Limitations of this study include, as was stated earlier, absence of randomization and appropriate control groups. But this study was designed as an observational study to undertake preliminary investigation of the use of DM and NM in the management of patients with LSS. Proper randomized, controlled trials are feasible in this area. Also, twelve patients from this series did not have imaging confirmation of the presence of LSS and the diagnosis was made based on the presence of low back pain and/or leg pain in an older person with a clear history consistent with neurogenic claudication. It is felt that including these patients in the study is appropriate in that neurogenic claudication is so characteristic of LSS [5
], that it is very unlikely that any other condition would be causing the pain in these patients.
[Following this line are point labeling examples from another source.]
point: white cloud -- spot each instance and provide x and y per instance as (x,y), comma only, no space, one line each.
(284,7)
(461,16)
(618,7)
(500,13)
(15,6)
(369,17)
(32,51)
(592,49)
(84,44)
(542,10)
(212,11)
Finally, the average pain intensity from baseline to the end of treatment was only 1.6 points. A change in 2 points on the NRS is generally considered to be the threshold for clinically meaningful improvement [31
]. However, in spite of this, a clinically meaningful change in disability was seen from baseline to the end of treatment. Also, there was a mean 3 point change in average pain intensity from baseline to final FU. This change can be considered to be clinically meaningful.